At the Limits of the Possible

When John F. Kennedy addressed Congress on 25 May 1961 and set the goal of landing a man on the Moon before the end of the decade, the declaration was more than political rhetoric. It was a challenge to the limits of the possible. When he declared in Houston on 12 September 1962 that the United States had chosen the Moon “not because it is easy, but because it is hard”, he formulated an imperative that today sounds almost foreign. At the time, spaceflight was a symbol of courage.

Today, that courage appears to have faded. The dominant tone is complaint: about climate change, about discrimination, about migration, about perceived injustices. Such a society knows neither determination nor fearlessness. Caution prevails. The comfort zone that has been created is clung to anxiously. Looking beyond its edge has become unfamiliar. Flying to the Moon? The first reaction is often that the money could be spent more sensibly elsewhere. What a poor showing. Pioneering spirit looks different.

Even during the planning phase of the Apollo missions in the 1960s, opposition emerged. Yet it came from a very different direction. The philosopher Hannah Arendt warned in her 1963 essay Man’s Conquest of Space about the consequences of spaceflight. She feared that humanity might become alienated from Earth, that technology could reach dimensions beyond human experience and that the cosmic perspective might foster dangerous hubris. Her argument was shaped by concern that humanity might forget itself if it moved too far from its natural conditions and environment.

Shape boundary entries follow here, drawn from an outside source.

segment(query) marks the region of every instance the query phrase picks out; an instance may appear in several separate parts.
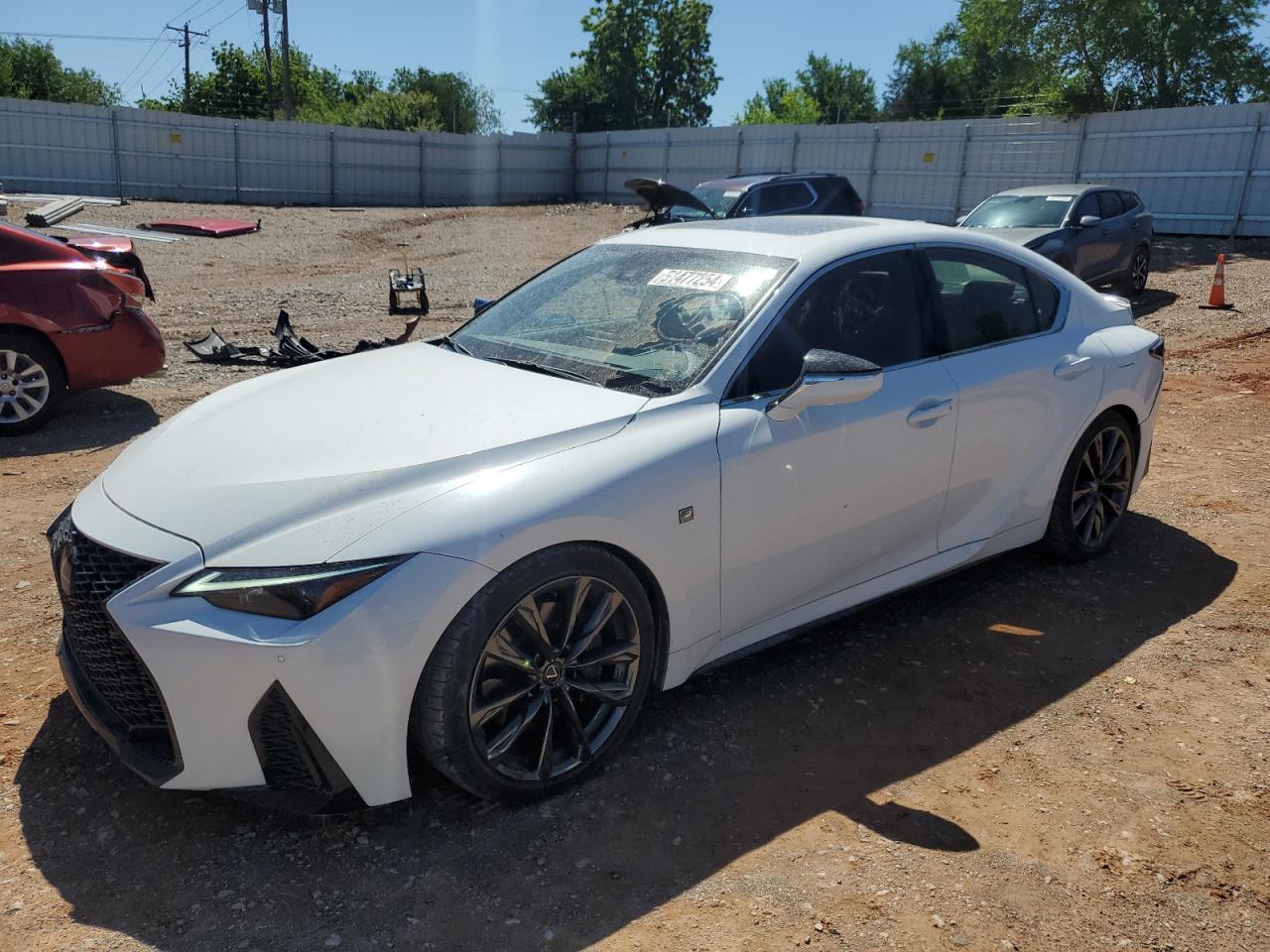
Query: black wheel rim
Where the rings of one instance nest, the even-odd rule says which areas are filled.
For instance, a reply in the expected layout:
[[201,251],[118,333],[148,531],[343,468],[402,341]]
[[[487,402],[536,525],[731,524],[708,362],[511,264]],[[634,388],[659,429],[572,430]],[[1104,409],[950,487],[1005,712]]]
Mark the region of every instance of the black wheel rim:
[[1115,531],[1129,504],[1133,447],[1124,430],[1107,426],[1085,448],[1072,486],[1072,528],[1086,548],[1097,548]]
[[1130,267],[1130,279],[1133,281],[1133,289],[1142,291],[1147,287],[1147,253],[1139,250],[1133,256],[1133,265]]
[[521,599],[485,641],[467,701],[476,748],[505,777],[540,783],[599,753],[639,678],[635,612],[603,579],[572,575]]

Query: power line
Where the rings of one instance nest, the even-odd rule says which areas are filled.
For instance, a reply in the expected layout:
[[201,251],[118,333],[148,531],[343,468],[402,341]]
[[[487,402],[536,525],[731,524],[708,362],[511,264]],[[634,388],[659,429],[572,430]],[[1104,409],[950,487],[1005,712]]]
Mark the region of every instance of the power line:
[[0,29],[4,37],[41,37],[46,39],[117,39],[122,43],[149,43],[150,37],[107,37],[98,33],[15,33],[11,29]]
[[[217,4],[217,5],[218,5],[218,4]],[[212,9],[215,10],[216,8],[213,6]],[[211,33],[211,32],[212,32],[213,29],[216,29],[217,27],[220,27],[220,25],[221,25],[222,23],[225,23],[226,20],[231,20],[231,19],[234,19],[235,17],[237,17],[237,15],[239,15],[240,13],[243,13],[243,11],[244,11],[245,9],[246,9],[245,6],[239,6],[239,8],[237,8],[237,9],[235,9],[235,10],[234,10],[234,13],[231,13],[231,14],[230,14],[229,17],[226,17],[225,19],[221,19],[221,20],[217,20],[217,22],[216,22],[216,23],[213,23],[213,24],[212,24],[211,27],[208,27],[208,28],[207,28],[207,32],[208,32],[208,33]]]

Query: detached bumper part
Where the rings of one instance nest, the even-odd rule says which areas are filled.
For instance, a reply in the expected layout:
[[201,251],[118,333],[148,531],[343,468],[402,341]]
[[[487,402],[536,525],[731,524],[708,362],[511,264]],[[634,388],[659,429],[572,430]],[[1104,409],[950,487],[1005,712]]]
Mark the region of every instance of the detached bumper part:
[[243,347],[232,344],[212,327],[207,336],[199,340],[182,341],[199,360],[207,363],[235,363],[235,364],[263,364],[265,367],[296,367],[314,360],[329,360],[333,357],[347,354],[359,354],[363,350],[377,350],[381,347],[404,344],[414,334],[419,324],[419,316],[414,315],[405,322],[405,330],[395,338],[384,340],[358,340],[352,350],[323,350],[307,338],[296,334],[291,326],[291,315],[278,311],[278,320],[273,325],[273,347]]

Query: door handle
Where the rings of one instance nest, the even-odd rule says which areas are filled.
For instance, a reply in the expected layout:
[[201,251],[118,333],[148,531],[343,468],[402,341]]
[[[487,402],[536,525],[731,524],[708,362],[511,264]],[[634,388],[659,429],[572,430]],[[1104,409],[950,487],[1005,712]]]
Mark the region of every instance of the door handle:
[[1057,367],[1054,367],[1054,376],[1059,380],[1074,380],[1082,373],[1088,373],[1092,369],[1093,358],[1064,354],[1063,359],[1058,362]]
[[925,426],[930,423],[935,423],[941,416],[947,416],[950,413],[952,413],[952,401],[941,400],[931,406],[917,407],[908,415],[906,423],[908,423],[909,426]]

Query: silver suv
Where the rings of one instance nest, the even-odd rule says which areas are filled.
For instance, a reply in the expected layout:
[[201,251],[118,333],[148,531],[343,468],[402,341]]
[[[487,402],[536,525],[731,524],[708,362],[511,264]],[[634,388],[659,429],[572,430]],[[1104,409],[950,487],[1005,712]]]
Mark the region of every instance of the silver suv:
[[958,220],[1045,255],[1090,284],[1129,297],[1147,287],[1151,212],[1137,193],[1107,185],[1029,185],[998,192]]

The New Engines of Alienation

Rarely has a major thinker been more mistaken. The opposite has occurred. Humanity did not rise above the small problems of the world but became lost in them. The worries of the planet were not forgotten. They dominate attention. The real machines of alienation are already carried in pockets. No rocket launch has shifted human scale as profoundly as the permanent digital presence of smartphones. No Moon flight has altered perception as radically as constant connectivity.

Against the sterile world of digitization, spaceflight with its robust technology, its rockets, its fuel and its capsules appears almost tangible, physical and human.

Perhaps this explains the subdued enthusiasm and underlying reservations surrounding new space missions. Digitization and artificial intelligence create an impression of omnipotence. Everything seems possible. Some imagine a transhumanist age in which the last flaws of being human are overcome physically, intellectually and morally. The new lunar program acts as an antidote to such fantasies. It reminds observers how small and insignificant the blue home planet is within the vastness of space and how unimportant humanity remains, even with smartphones in their pockets.

The Artemis mission forces a relativization of human self-importance. That is its provocation. After decades, it again confronts humanity with the realization that conflicts, vanities and certainties fade on the scale of the cosmos. Environmental destruction? Climate hysteria? National vanity? Political trench warfare? Religious wars? Seen from the Moon, all of it appears rather ridiculous.

A Humbling of Human Narcissism

Nature itself cannot be destroyed, only the human habitat. National greatness looks like grotesque childishness from space. Political ideologies and religious quarrels appear equally petty. In an age in which people unsettled by globalization and technological change cling to ideologies of all kinds, the new space program is perceived as a threat to those certainties, and those who dream of settling or utilizing the Moon or Mars are dismissed as cranks. That is precisely where the mission’s Enlightenment potential lies.

The vastness of space cuts personal importance down to size. A view of Earth from the Moon should make even the most stubborn narcissist understand how insignificant individual existence is. Neither the most perfect selfie nor a few thousand likes on social media will change that. It is an uncomfortable message and a humiliation, but one that is urgently needed. In that sense, the Artemis program arrives at the right time.